To learn more about how duloxetine acted in the periphery, Barrot and colleagues then looked at how the antidepressant changed gene expression in the DRG using RNA sequencing. Five weeks after nerve injury, they still saw changes in the expression of 193 genes in the DRG, two-thirds of which were upregulated. But with chronic duloxetine, the investigators saw changes in only half that number of genes, with about two-thirds of those being downregulated.

 

Many of those downregulated genes were ones associated with immune responses. Further analysis showed that chronic duloxetine downregulated genes implicated in the pro-inflammatory tumor necrosis factor (TNF)-α pathway.

 

Additional work would show that chronic duloxetine, but not acute treatment, reduced the amount of membrane-bound TNF-α in the lumbar DRG. And, the researchers showed that blocking TNF-α eased allodynia in nerve-injured animals. It turned out that chronic duloxetine’s impact on TNF-α was indirect via effects on the pro-inflammatory nuclear factor (NF)-kappaB pathway, which is activated by TNF-α.

 

Together, the results suggest that chronic duloxetine may ease pain by reducing nerve injury-associated neuroinflammation.

 

“This is quite interesting to us,” said Barrot. “We’ve highlighted that antidepressants indirectly act on these neuroinflammatory mechanisms, and that could potentially offer us new targets for pain drug development beyond antidepressant drugs.”

 

Finally, the group did a new series of experiments using a second antidepressant drug, amitriptyline, identifying the same distinct mechanisms for acute versus chronic treatment that they saw with duloxetine.

 

What does it all mean for patients?

To determine whether the results from the neuropathic pain model in mice could have clinical relevance, the investigators compared plasma levels of duloxetine in eight neuropathic pain patients who reported partial relief from chronic administration of the drug to levels seen in the nerve-injured animals treated chronically. Mass spectrometry revealed comparable duloxetine levels between the patients and the animals, suggesting the peripheral mechanism observed in the mice may also be relevant to the human situation.

 

Speaking of which, Barrot says it would be important to identify those patients with neuropathic pain who are most likely to respond to antidepressant treatment.

 

“Right now, these drugs only work in one out of two neuropathic pain patients,” he said. “Clinically, we don’t yet know which patients will respond to antidepressants.
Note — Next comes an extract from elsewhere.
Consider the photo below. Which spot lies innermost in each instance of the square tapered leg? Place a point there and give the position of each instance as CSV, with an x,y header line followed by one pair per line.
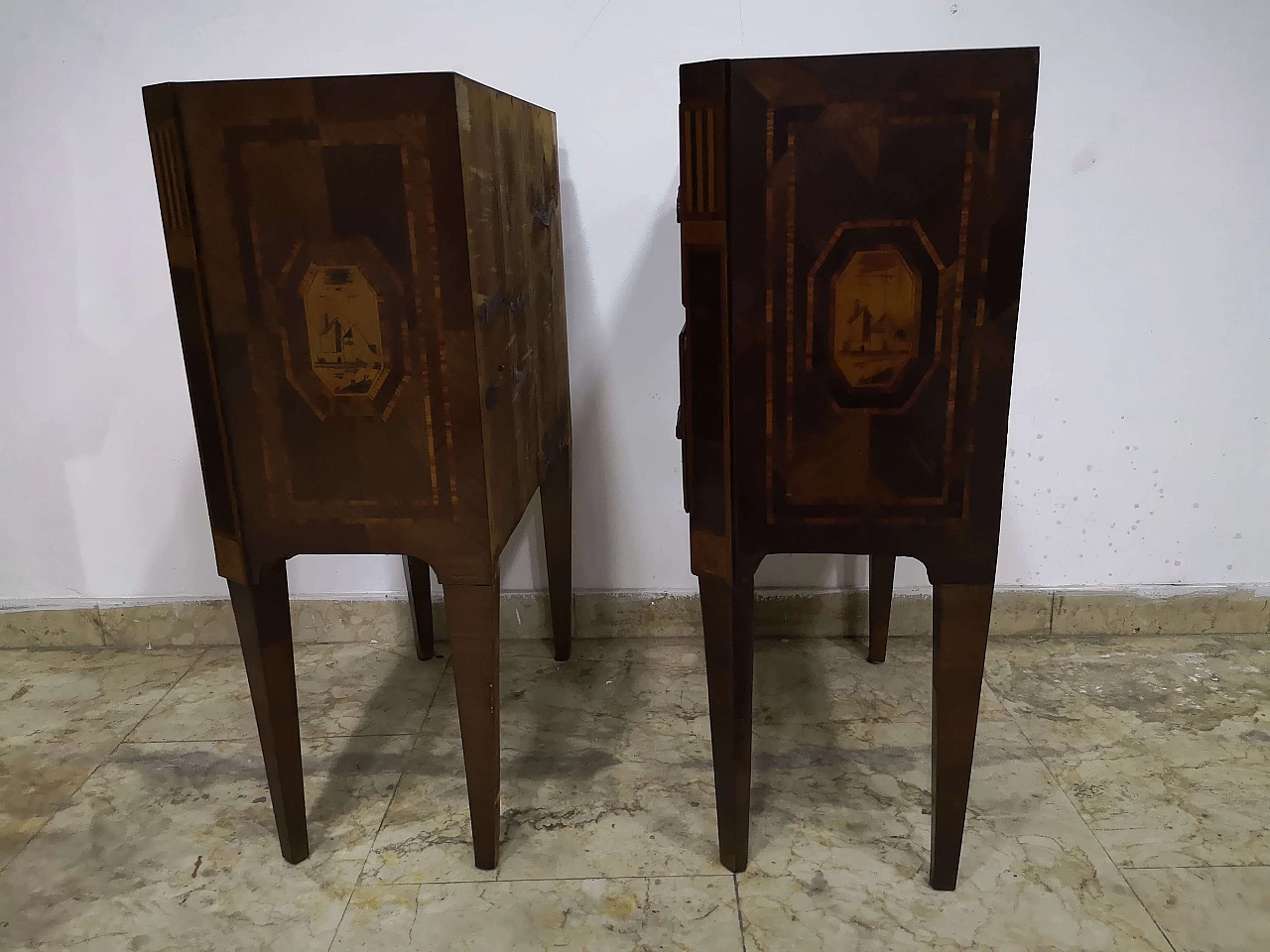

But if biomarkers of susceptibility to treatment could be identified, such as neuroinflammatory ones, that may help in treatment choice.”

 

Meanwhile, Micó said that the new findings should strengthen the conviction amongst doctors that antidepressants are “a real analgesic” as well as a worthy alternative to opioids.

 

“This can help clinicians understand that there are other options,” according to Micó. “This could also help reduce consumption of opioids in chronic pain patients and, as a consequence, reduce tolerance and dependence. That’s a good thing.”

 

Kayt Sukel is a freelance writer based outside Houston, Texas.